Un phénomène marqué par une chaleur précoce
Cette surchauffe s'est manifestée dès la première décade du mois. Une vague de chaleur précoce a concerné une grande partie du territoire, avec des températures atteignant localement 30°C dans le Sud-Ouest dès le 5 avril. Les minimales ont également été élevées, avec des nuits souvent au-dessus de 10°C, voire 15°C sur la façade méditerranéenne.
Les régions les plus touchées incluent l'Occitanie, la Nouvelle-Aquitaine et la vallée du Rhône. À Toulouse, le mercure a grimpé à 31,2°C le 7 avril, battant le record mensuel. En Corse, des pointes à 28°C ont été relevées. En revanche, la Bretagne et le Nord ont connu des températures plus proches des normales, mais avec des écarts positifs tout de même significatifs.

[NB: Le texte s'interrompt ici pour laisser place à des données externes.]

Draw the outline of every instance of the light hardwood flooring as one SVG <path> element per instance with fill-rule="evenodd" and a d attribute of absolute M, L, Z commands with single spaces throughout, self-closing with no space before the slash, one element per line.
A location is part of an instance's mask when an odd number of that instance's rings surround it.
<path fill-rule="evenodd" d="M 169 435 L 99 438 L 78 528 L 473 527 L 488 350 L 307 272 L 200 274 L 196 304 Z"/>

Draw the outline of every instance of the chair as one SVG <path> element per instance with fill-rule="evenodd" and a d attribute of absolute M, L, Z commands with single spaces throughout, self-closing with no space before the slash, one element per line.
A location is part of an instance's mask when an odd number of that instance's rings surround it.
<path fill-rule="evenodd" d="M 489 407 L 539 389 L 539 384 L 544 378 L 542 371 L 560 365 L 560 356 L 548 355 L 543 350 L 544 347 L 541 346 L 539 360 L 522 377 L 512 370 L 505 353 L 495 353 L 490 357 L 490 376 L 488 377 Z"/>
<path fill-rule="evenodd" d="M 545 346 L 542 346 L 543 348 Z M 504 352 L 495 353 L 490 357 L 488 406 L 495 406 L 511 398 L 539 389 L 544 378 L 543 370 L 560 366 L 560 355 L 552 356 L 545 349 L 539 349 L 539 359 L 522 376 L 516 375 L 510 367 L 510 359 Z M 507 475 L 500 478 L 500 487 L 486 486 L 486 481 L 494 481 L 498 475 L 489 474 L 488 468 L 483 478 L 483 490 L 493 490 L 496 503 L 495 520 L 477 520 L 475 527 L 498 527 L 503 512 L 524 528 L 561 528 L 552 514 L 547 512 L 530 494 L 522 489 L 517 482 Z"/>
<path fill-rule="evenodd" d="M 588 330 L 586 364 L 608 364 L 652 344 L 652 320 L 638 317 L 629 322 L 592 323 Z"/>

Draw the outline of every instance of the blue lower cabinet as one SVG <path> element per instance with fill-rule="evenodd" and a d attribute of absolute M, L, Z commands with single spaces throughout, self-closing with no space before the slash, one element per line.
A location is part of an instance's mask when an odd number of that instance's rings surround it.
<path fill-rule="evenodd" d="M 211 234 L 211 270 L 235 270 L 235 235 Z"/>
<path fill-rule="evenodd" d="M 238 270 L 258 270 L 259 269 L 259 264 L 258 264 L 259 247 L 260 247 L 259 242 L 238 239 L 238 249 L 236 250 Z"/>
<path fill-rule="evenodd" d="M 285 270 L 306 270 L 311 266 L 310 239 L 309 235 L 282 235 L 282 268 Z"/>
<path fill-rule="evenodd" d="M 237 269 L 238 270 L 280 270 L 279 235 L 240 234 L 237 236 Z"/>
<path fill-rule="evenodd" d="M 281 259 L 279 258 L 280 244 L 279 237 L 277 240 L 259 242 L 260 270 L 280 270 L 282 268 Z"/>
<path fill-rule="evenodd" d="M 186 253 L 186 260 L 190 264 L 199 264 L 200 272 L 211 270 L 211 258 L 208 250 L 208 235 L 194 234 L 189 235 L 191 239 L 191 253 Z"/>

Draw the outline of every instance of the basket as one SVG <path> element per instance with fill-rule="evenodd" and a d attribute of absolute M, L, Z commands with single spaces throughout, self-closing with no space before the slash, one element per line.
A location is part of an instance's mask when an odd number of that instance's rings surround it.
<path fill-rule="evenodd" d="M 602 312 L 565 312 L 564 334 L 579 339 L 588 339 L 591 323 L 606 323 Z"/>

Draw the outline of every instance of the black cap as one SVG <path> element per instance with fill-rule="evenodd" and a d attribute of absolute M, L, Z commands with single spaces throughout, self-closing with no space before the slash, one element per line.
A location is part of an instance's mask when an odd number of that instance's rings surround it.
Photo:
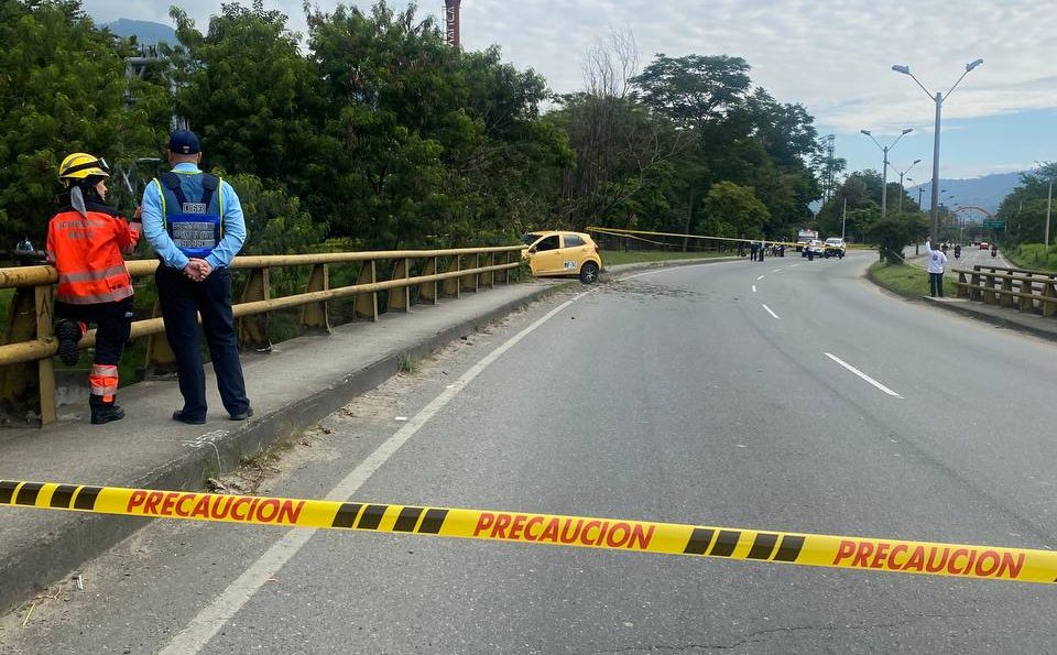
<path fill-rule="evenodd" d="M 176 130 L 168 138 L 168 151 L 176 154 L 198 154 L 201 152 L 201 144 L 190 130 Z"/>

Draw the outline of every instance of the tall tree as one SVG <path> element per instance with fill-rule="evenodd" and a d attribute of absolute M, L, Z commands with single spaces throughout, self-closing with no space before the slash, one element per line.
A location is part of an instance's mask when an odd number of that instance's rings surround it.
<path fill-rule="evenodd" d="M 0 1 L 0 238 L 40 242 L 63 157 L 87 151 L 113 163 L 155 152 L 167 98 L 163 87 L 126 80 L 131 44 L 74 0 Z"/>

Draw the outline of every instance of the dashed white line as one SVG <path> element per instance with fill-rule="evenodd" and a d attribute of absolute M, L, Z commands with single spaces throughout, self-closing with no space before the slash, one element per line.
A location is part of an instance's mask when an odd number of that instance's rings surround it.
<path fill-rule="evenodd" d="M 344 501 L 351 498 L 382 465 L 400 450 L 401 446 L 415 436 L 431 418 L 451 402 L 459 392 L 466 389 L 466 386 L 490 364 L 556 314 L 591 293 L 593 293 L 593 291 L 585 292 L 562 303 L 470 367 L 469 370 L 456 380 L 454 385 L 449 385 L 442 391 L 429 404 L 396 430 L 393 436 L 379 446 L 374 452 L 370 454 L 367 459 L 352 469 L 352 472 L 338 482 L 338 485 L 331 489 L 326 495 L 327 500 Z M 201 608 L 198 614 L 190 620 L 190 623 L 173 636 L 168 644 L 161 649 L 162 655 L 189 655 L 200 653 L 213 637 L 253 598 L 258 590 L 297 555 L 315 533 L 315 530 L 292 530 L 283 535 L 283 537 L 272 544 L 260 558 L 250 564 L 249 568 L 247 568 L 242 575 L 229 583 L 213 602 Z"/>
<path fill-rule="evenodd" d="M 870 375 L 867 375 L 865 373 L 863 373 L 862 371 L 860 371 L 860 370 L 857 369 L 856 367 L 853 367 L 853 365 L 849 364 L 848 362 L 843 361 L 842 359 L 840 359 L 840 358 L 837 357 L 836 354 L 832 354 L 832 353 L 830 353 L 830 352 L 827 352 L 827 353 L 826 353 L 826 357 L 828 357 L 829 359 L 831 359 L 831 360 L 833 360 L 835 362 L 839 363 L 840 365 L 844 367 L 846 369 L 848 369 L 849 371 L 851 371 L 851 372 L 854 373 L 856 375 L 859 375 L 860 378 L 862 378 L 863 380 L 865 380 L 865 381 L 869 382 L 870 384 L 873 384 L 874 386 L 876 386 L 878 389 L 880 389 L 880 390 L 883 391 L 884 393 L 889 394 L 890 396 L 897 397 L 897 399 L 902 399 L 902 397 L 903 397 L 903 396 L 901 396 L 900 394 L 897 394 L 897 393 L 895 393 L 894 391 L 892 391 L 891 389 L 889 389 L 887 386 L 885 386 L 884 384 L 881 384 L 880 382 L 878 382 L 876 380 L 874 380 L 874 379 L 871 378 Z"/>

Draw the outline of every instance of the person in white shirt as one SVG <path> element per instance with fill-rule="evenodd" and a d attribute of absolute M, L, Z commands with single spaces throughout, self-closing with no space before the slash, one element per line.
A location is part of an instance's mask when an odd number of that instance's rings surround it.
<path fill-rule="evenodd" d="M 941 250 L 933 249 L 933 238 L 925 241 L 925 261 L 928 262 L 928 292 L 935 297 L 944 297 L 944 268 L 947 266 L 947 255 Z"/>

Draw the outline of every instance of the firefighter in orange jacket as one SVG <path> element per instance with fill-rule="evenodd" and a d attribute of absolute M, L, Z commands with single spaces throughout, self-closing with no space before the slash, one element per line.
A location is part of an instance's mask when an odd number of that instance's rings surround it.
<path fill-rule="evenodd" d="M 132 279 L 121 253 L 131 254 L 140 223 L 107 206 L 106 161 L 83 152 L 63 160 L 58 179 L 68 204 L 47 225 L 47 261 L 58 270 L 55 327 L 63 363 L 77 362 L 77 342 L 96 324 L 96 357 L 88 375 L 91 423 L 124 418 L 116 403 L 118 362 L 132 326 Z"/>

Conséquences sur l'environnement et l'agriculture
Cette chaleur précoce a des implications directes sur les écosystèmes. Les arbres fruitiers ont fleuri avec une avance de deux à trois semaines, exposant les cultures à un risque de gel tardif. Les vignobles, notamment dans le Bordelais et la vallée de la Loire, ont connu un débourrement précoce. Les agriculteurs redoutent des pertes si un coup de froid survenait en mai.

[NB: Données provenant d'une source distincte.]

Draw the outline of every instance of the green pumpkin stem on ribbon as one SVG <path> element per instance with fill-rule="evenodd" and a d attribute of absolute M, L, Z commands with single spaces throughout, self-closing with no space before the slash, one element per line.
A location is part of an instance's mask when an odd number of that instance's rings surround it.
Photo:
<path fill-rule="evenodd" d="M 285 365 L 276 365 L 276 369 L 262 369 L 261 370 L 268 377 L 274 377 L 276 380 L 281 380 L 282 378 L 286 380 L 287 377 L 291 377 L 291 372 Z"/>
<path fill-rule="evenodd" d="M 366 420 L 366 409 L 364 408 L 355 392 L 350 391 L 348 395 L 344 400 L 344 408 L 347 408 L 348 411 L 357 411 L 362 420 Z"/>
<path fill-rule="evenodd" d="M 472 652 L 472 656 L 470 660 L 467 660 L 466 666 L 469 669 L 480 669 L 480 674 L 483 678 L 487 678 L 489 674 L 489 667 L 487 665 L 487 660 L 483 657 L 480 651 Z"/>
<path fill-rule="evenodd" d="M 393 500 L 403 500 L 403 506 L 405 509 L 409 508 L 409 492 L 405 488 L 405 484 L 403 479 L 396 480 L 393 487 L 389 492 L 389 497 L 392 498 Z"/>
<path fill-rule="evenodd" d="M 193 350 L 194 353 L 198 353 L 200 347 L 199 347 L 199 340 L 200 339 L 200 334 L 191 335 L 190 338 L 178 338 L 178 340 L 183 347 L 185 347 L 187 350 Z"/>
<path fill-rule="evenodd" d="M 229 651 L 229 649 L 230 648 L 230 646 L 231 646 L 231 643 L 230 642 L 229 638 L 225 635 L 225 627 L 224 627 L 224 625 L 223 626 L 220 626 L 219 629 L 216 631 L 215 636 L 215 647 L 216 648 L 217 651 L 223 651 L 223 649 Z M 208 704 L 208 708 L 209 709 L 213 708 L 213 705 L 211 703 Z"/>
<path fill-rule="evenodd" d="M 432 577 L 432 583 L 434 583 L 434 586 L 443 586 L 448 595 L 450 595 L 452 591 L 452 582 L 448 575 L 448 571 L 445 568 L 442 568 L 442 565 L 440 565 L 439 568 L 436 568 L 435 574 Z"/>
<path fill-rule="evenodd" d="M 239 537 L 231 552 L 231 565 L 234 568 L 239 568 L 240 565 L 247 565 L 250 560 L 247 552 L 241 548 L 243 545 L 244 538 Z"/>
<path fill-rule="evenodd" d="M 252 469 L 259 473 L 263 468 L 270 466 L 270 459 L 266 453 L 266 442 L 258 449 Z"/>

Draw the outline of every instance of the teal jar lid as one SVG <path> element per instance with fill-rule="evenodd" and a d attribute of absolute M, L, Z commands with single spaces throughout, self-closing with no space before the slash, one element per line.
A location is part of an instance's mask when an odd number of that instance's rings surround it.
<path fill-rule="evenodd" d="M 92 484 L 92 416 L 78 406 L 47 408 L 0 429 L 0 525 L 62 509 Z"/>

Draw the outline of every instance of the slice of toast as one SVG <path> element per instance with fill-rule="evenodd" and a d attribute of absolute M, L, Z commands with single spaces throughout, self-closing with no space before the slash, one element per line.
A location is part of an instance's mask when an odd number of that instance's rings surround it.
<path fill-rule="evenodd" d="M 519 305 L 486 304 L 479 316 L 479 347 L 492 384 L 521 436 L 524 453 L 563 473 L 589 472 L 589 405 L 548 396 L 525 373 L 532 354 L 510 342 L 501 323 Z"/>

Par ailleurs, les niveaux des cours d'eau ont baissé, et la sécheresse des sols s'accentue dans le Sud-Est. Le risque d'incendie de forêt est déjà élevé dans le pourtour méditerranéen. Météo-France alerte sur la nécessité de surveiller les ressources en eau.
Un signe du dérèglement climatique
Les climatologues s'accordent à dire que ces épisodes de chaleur précoce sont un marqueur du réchauffement climatique. En France, les mois d'avril se réchauffent en moyenne de 0,3°C par décennie depuis les années 1970. Si les émissions de gaz à effet de serre ne diminuent pas, ce type d'anomalie pourrait devenir la norme d'ici 2050.
Cet événement s'inscrit dans une tendance mondiale. En mars 2025, le globe a connu le mois de mars le plus chaud jamais enregistré. L'Europe, en particulier, se réchauffe plus vite que la moyenne planétaire. Les experts appellent à une accélération des politiques de réduction des émissions et d'adaptation.